# Par 38 Stopped working



## Luiiizy (Aug 11, 2012)

Alright guys need your help big time,

my 10g nano is powered by a par 38 full spectrum that has stopped working all the LEDS are very dim except one that is completely off so im told that that LED burnt out and is causing the rest to be almost no existent in creating light. Anyways anyone know someone or someplace that can fix these bulbs? or where i can order replacement parts? 

but most importantly where can i get a full spectrum or at least decent par 38 bulb in the GTA hopefully like vaughan, missisauga or markham area because i need this thing replaced as its risking all my corals and im already busy that i cant deal with it till sunday !!

please help


----------



## wchen9 (Jan 23, 2014)

Not sure about the replacement bulbs, one of the LFS prob have it.

I would think that you have time to get a suitable replacement, no need to panic. Remember it's not always sunny on the ocean so consider these "cloudy days" until Sunday.


Sent from my iPhone using Tapatalk


----------



## Luiiizy (Aug 11, 2012)

i know man your totally right im just anal about fixing problems right away so its killing me but anyone know for sure of any LFS that have it post up so i can call and check 

thank you guys


----------



## wchen9 (Jan 23, 2014)

Now that I'm thinking about it I believe I've seen them at aquatic kingdom in the past so maybe give them a call.
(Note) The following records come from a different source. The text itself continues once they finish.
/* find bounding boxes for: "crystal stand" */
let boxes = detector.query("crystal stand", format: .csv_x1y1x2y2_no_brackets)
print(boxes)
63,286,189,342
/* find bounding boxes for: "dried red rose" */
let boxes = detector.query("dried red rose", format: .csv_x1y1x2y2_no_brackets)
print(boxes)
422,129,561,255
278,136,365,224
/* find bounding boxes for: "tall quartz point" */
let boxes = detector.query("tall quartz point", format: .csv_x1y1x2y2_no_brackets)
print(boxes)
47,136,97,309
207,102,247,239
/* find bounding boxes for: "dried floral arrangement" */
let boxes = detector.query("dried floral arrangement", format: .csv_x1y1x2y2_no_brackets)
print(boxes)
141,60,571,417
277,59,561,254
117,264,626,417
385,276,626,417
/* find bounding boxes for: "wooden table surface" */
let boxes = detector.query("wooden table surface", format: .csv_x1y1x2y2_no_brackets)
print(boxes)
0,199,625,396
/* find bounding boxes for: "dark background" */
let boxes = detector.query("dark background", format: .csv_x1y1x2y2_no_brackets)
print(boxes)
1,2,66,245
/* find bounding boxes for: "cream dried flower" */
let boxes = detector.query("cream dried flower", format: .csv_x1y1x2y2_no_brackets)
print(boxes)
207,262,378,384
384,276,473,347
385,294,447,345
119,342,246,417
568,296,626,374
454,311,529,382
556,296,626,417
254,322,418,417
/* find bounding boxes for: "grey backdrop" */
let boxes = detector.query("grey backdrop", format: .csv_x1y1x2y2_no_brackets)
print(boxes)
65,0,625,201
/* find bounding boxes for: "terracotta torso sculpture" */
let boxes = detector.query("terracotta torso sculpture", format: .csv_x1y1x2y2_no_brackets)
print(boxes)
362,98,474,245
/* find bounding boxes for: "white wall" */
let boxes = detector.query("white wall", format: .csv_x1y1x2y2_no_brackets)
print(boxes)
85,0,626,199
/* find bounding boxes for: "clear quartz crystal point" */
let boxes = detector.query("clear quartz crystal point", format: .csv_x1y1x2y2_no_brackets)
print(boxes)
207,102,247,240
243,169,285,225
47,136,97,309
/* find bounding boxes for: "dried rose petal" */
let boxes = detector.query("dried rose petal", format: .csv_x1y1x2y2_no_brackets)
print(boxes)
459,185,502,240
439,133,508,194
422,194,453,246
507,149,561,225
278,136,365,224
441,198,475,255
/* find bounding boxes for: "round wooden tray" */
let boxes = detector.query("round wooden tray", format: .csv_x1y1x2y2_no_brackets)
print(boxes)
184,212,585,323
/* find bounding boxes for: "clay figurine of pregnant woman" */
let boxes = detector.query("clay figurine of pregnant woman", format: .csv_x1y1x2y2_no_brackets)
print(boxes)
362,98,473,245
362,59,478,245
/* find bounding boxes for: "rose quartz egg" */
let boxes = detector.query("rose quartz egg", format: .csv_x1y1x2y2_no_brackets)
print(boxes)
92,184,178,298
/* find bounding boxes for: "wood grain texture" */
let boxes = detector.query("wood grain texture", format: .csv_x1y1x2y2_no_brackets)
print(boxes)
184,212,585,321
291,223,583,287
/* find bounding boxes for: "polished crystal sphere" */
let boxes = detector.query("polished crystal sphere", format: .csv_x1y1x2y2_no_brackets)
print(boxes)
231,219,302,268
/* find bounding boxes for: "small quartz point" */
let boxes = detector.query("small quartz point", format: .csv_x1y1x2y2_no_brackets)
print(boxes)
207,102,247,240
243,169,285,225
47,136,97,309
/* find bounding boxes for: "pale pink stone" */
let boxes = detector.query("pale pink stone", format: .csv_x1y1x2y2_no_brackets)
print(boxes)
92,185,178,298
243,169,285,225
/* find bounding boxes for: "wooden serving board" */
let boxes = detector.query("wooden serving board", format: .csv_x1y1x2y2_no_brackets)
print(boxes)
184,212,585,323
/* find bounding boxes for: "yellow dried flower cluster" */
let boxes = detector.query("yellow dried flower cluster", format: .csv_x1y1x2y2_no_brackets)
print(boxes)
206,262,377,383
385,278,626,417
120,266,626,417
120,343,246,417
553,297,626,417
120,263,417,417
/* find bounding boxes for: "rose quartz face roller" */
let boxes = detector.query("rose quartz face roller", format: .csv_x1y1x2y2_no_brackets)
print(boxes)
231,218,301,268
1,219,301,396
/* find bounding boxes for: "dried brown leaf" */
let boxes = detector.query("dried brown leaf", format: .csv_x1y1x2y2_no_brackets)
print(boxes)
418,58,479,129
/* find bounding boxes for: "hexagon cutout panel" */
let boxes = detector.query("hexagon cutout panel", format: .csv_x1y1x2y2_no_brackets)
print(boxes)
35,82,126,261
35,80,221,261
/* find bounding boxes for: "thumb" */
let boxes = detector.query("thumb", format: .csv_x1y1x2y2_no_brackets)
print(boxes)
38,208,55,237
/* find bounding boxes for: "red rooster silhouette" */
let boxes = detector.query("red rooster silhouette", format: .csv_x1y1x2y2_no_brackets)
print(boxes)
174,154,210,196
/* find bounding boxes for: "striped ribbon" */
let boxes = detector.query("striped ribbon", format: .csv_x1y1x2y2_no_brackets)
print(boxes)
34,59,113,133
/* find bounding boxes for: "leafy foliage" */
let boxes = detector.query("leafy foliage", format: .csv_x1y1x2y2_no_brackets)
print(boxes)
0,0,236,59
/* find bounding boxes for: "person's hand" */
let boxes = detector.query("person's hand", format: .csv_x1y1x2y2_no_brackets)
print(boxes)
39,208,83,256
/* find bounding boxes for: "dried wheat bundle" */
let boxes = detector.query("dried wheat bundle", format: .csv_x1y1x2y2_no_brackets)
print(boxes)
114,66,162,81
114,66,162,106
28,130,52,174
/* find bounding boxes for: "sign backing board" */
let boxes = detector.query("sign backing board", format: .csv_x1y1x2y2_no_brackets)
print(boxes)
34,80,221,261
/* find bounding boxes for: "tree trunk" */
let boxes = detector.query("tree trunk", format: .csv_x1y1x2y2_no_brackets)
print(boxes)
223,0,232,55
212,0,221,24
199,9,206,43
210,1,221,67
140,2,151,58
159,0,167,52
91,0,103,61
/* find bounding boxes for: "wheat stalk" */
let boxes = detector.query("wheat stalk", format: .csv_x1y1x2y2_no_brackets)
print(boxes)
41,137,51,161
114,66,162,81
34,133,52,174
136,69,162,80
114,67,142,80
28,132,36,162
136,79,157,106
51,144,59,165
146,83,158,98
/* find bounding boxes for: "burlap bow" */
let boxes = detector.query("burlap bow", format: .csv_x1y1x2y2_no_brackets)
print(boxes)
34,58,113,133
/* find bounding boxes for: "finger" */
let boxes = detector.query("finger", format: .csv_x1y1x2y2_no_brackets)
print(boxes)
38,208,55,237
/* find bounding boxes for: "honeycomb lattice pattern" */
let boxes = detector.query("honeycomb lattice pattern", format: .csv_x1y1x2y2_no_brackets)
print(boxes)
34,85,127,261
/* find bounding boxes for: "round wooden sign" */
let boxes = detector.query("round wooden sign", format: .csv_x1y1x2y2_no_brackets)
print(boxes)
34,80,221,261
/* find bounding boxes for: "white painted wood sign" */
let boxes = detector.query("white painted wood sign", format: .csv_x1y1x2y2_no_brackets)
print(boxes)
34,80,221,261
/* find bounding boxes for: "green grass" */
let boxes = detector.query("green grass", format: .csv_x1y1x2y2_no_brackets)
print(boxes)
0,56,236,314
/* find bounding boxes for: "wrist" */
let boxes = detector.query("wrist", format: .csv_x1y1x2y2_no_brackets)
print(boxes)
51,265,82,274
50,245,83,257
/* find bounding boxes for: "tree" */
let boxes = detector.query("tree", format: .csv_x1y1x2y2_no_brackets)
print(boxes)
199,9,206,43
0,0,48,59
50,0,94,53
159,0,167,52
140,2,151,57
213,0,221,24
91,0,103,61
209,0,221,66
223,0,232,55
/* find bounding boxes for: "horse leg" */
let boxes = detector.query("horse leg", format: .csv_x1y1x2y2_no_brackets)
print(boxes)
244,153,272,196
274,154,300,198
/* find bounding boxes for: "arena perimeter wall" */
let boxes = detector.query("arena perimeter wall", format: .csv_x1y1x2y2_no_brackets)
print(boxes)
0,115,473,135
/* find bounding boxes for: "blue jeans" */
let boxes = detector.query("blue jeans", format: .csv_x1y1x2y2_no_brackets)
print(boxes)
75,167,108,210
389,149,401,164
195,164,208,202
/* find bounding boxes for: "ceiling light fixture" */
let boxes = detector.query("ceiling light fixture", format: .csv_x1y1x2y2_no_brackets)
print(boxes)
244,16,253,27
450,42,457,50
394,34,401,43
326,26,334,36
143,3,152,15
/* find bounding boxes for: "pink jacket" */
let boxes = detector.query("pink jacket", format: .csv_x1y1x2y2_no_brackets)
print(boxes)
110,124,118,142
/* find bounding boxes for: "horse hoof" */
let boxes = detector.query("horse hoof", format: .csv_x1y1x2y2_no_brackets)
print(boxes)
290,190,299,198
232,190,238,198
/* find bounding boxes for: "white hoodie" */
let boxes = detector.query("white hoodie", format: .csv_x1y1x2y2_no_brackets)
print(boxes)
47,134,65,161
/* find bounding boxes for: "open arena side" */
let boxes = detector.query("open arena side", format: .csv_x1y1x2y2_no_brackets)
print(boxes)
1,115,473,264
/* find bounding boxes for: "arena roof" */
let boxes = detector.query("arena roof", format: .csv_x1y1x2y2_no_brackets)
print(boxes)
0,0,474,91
Sent from my iPhone using Tapatalk


----------



## Bullet (Apr 19, 2014)

I have a spare T5HO fixture that would fit a 10 gallon if you need to get you through the weekend 
I used it before I switched to LEDs
PM me if this will help 
I am in downtown TO

If you want to buy a new PAR38 bulb then I definitely recommend that you contact forum member: Fragbox
Ask for a guy named March. He will set you up 
Located in mid town-ish, Toronto 
Excellent seller !!


----------



## Luiiizy (Aug 11, 2012)

Bullet said:


> I have a spare T5HO fixture that would fit a 10 gallon if you need to get you through the weekend
> I used it before I switched to LEDs
> PM me if this will help
> I am in downtown TO
> ...


i wont be able to do anything until sunday busy with work but i appreciate the offer man means alot , i will get in contact with fragbox see if they can help me out!


----------



## oafguy (Jul 21, 2015)

I just got 2 from Fragbox this week for my 40G frag tank. You will be okay!


----------



## teemee (Aug 29, 2009)

Other than Fragbox I don't know that any of the LFS have full spectrum par38 bulbs, let alone parts (I've been using them, too, going on maybe 4 years now - twice i've had to replace bulbs - 1mwent for a nanosecond swim, and the 2nd one lasted maybe 2 years?) - you could also check some online retailers. I remember 1 in the US was initially specializing in par38, though can't remember who, and they eventually branched out.


----------



## oafguy (Jul 21, 2015)

found this on Kijiji http://tinyurl.com/p2ksbrx


----------



## Luiiizy (Aug 11, 2012)

yeah guys picked up a par38 from fragbox so everything is good now.

i will look into seeing if i can fix or replace the led in the broken par 38 see if i can get that working again. when i shake it seems like something is loose inside which isnt the case for the new one.


----------